At last England can blow its trumpet about a football championship. The European Blow Football Championship which shadows the bigger soccer tournament was overlooked by the media until England went out of the big competition to Italy in the quarter finals. However now that the English Blow Footie squad have landed the EuroBlowFootie 2012 championship trophy attention has turned to them.
The England squad was largely drawn from the Premier League winning team from Newcastle, Halitosis United, whose success is based on dedicated dental neglect and a 'curry washed down with brown ale' eating and drinking plan.
After cruising through their qualifying group, England faced the garlic chewing, Pernod drinking might of France in the quarter final. The English squad had been fully prepared for this having trained in French Bistros in the UK for weeks before the tournament. Immune to the odours of garlic and aniseed, England were helped to victory when one of the French team was red carded for deliberate nose holding in the penalty area. The resulting penalty was surprisingly blasted home at the third attempt and was enough to take England through.

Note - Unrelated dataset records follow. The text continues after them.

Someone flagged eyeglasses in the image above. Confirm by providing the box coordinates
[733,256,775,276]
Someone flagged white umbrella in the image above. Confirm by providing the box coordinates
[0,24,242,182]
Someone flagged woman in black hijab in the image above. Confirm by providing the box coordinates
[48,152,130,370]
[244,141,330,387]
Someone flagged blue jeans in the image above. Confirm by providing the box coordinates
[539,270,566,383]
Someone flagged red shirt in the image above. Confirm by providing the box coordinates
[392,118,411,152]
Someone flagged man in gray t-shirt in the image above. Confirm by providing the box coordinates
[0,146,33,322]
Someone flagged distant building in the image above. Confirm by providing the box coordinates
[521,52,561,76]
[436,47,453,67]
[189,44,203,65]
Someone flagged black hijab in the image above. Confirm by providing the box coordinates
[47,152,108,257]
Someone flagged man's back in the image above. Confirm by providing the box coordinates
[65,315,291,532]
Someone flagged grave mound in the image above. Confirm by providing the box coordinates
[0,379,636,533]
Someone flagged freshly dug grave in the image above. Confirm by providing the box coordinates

In the semi final England took on Germany who had strolled through to the semi finals, blowing all opposition aside with their direct, strong sauerkraut based attacking style. The Germans right from the start could not cope with the eye-watering English bad breath whereas the English boys seemed immune to sauerkraut. The pundits described the match as a disappointing one-sided affair as England blew the Germans away with a 5 – 1 victory. The Germans admitted that they could not cope with what they called the Mund Furz (mouth farts) of the English team.
In post match interviews it emerged that in addition to the bistro training England had played some behind closed doors friendlies with the Scottish champions, the Arbroath Smokies. The Scottish boys who eat almost nothing but pungent smoked haddock all year round provided a stern test and a chance to perfect the no breathing defence that proved to be the key to overcoming the sauerkraut.
The opponents in the final were Sweden managed by the shrewd veteran of many Euro Blow Football campaigns Phlegming Tonsil. England believed that the friendlies against the fish eating Scots was ideal preparation for playing the Swedes whose strategy is normally fish based with a bias towards raw or salted. On the eve of the final the wily Tonsil switched his team to a partially thawed Tex Mex chilli dinner bought from a local supermarket. This produced the effect Phlegming was looking for, upset stomachs and in many cases the runs.
The first three quarters of the match was all Sweden with England almost unable to cope with the Swedish gastric attack. Somehow the England goal remained intact and slowly the Swedes began to run out of bad breath. England sensed the Swedish problems and sent on an unfresh pairs of lungs in the shape of veteran midfielder Peter (Burpy) Beardsley. The little mid duodenum general directed the match with a variety of plays – gentle burps, long belches into the corner and a series of goalmouth retches. The result a 2 – 0 victory for England and the words of the TV commentator still ringing in our ears ….
“They think its all odour, well it is now!”